If I were to read that New York Times story to Black and Latino males, say, in a city high school, the reaction would range from stifled cursing ( la Cee Lo Green’s “Ain’t That Some Sh__”) to uncontrollable laughter.
It’s entirely possible that the Times really doesn’t care about the reaction of young Blacks and Latinos. After all, those youngsters aren’t part of the paper’s “demographic,” the cohort of readers it aggressively seeks in order to draw advertisers.
But a bevy of adults, including devoted Times readers, might question its credibility on other stories.
Take the piece from Dec. 9, 2010, which said that Mayor Michael Bloomberg had reportedly tried to hire Harlem educator Geoffrey Canada as schools chancellor. This seemed to me like a Bloomberg-planted article, designed to offset the anger and scorn he faced after appointing Cathie Black to the position.
Bloomberg clearly wanted people to believe he had initially approached someone other than Black, who was singularly, almost embarrassingly, unqualified for the job. And so an obvious person to float as his “real choice” was Canada, a star Harlem charter school executive with a master’s degree from Harvard.
But the contention that Bloomberg went to Canada first, and that Canada turned him down, is not credible. Canada is an ally of the mayor and, what’s more, is the beneficiary of hundreds of thousands of dollars that the mayor has contributed to Canada’s Harlem Children’s Zone through the Carnegie Corporation of New York. I think that, if the mayor seriously wanted Canada, he could have got him.
In backing up its story, the Times cited sources “with direct knowledge” who refused to give their names, while Canada himself declined to answer with a clear yes or no–a very wise move, especially if the truthful answer was “no,” given the huge amount of money Bloomberg has contributed to Canada.
More recently, the Times has pushed the “I Really Wanted Canada” story again as uncontested truth.
Last month it published an article boldly stating that Bloomberg’s “first choice to lead the city schools turned him down.” There was not even a pretense of giving a source.
I guess the point is that, once an item appears in the New York Times, it becomes truth, converted by baptism in the holiest of inks.
This arrogance is residue from the reign of the late dictatorial editor of the Times, A. M. Rosenthal, whose pretentious tenure led one of my favorite New York officials, the iconoclastic late judge and poet Bruce McMarion Wright, to routinely refer to the paper as “The New York Times That Tries Men’s Souls.”
It its favor, the Times today strives to stay with the times by making use of a public editor, known otherwise as an ombudsman, to respond to malcontents and disbelievers.
Last month I wrote an e-mail to the current public editor, Arthur S. Brisbane, making the complaint I made here about the Canada story, and Brisbane promptly responded.

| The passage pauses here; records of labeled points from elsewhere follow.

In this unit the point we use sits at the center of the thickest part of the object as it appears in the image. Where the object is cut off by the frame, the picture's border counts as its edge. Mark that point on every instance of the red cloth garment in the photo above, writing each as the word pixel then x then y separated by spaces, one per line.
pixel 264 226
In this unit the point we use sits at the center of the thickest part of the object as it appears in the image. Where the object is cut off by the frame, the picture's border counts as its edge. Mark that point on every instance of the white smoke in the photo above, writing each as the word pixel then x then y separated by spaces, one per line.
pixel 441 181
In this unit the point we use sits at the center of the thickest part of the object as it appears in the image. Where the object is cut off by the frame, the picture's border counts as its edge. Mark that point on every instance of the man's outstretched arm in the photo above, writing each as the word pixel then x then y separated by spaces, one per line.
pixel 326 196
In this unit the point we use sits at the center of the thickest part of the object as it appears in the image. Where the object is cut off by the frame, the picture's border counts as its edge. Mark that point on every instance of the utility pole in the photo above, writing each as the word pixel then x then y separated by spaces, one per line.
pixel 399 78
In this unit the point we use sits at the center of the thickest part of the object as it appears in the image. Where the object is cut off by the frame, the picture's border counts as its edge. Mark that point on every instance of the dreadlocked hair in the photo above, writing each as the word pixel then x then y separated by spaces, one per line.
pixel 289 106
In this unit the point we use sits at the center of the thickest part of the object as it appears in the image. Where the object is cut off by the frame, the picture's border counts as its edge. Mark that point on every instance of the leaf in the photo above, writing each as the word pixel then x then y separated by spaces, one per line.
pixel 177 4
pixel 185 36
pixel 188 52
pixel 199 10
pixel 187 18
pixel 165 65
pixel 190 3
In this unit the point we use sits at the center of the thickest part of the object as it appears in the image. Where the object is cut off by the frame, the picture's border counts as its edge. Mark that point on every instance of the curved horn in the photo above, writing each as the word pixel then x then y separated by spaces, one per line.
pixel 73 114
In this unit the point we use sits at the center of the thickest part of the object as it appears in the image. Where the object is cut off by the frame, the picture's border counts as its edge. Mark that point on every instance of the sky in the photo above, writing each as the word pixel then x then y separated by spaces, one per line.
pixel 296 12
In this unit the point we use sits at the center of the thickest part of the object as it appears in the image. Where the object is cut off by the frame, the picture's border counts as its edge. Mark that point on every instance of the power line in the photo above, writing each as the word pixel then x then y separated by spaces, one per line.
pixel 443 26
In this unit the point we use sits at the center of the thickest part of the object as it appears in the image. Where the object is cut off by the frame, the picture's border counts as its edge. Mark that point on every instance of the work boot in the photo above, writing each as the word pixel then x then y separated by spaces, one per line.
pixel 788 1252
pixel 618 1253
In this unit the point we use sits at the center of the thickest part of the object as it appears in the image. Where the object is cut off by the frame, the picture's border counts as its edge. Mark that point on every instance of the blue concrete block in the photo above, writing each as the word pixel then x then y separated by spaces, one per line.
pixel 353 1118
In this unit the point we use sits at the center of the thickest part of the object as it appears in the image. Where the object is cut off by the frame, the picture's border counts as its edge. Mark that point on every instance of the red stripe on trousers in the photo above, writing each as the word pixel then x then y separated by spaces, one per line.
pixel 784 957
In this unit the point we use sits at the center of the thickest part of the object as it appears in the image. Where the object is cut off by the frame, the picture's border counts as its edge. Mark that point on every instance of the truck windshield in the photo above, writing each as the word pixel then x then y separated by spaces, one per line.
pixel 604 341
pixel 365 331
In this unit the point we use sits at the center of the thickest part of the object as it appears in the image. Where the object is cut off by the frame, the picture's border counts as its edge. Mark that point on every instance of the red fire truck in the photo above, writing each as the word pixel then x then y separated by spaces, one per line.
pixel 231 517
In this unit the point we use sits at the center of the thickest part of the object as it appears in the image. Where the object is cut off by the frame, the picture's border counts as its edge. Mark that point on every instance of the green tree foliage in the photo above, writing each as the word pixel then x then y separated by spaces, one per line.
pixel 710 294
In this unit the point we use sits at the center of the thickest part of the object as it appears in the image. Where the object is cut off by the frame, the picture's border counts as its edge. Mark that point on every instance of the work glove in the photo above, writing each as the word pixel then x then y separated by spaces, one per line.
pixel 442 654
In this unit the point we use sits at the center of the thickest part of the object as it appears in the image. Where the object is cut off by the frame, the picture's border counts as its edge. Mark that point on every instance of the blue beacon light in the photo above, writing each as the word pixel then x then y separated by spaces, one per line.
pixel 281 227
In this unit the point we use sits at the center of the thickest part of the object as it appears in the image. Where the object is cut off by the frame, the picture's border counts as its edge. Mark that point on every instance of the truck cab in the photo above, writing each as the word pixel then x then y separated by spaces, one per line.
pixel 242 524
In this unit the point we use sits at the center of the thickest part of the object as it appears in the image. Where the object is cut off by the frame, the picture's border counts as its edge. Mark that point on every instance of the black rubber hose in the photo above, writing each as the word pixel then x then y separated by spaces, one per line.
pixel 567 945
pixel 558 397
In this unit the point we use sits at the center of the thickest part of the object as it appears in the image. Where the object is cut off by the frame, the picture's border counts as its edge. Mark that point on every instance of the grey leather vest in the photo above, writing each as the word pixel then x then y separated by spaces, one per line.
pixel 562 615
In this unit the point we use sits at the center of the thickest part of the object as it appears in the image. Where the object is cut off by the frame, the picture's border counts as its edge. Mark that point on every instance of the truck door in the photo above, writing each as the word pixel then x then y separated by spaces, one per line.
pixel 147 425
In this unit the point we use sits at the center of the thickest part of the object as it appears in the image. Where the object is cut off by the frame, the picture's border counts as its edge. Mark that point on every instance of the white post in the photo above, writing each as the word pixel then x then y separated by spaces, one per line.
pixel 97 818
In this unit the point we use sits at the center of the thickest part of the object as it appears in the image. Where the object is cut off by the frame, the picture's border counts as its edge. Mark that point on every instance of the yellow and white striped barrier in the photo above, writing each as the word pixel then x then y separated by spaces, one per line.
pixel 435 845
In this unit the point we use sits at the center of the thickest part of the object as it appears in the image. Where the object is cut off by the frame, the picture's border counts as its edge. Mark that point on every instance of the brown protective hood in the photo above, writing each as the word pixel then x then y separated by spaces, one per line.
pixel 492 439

(Since Brisbane’s role is “public,” I’ll go ahead and quote from his reply to me.)
He wrote:
“I will pass along your concern to the Metro editor. Regarding the previous story on the schools position, I would think that if Geoffrey Canada had not in fact been asked by Bloomberg to serve in the schools post (as the Times reported) he would have complained about the report later.”
But regarding that last point; um, no. Canada would not necessarily have complained. For one thing, officials largely do not want to complain to the Times, unless the coverage is truly damaging to them. What they fear is unspoken pushback from the reporter or editor, perhaps in the form of less coverage in the future.
Secondly, as I said before, if Bloomberg benefits from having people believe he wanted to hire Canada, why should Canada say it’s not true?
All of which is to say thank goodness for the Amsterdam News, thank goodness for City Limits magazine, and thank goodness for the truth-seeking corners of the World Wide Web.
Those places frequently go further than the New York Times in trying to win that elusive thing that is important to me and millions of other New Yorkers: credibility on the street.
Ron Howell is an associate professor of journalism in the English Department of Brooklyn College.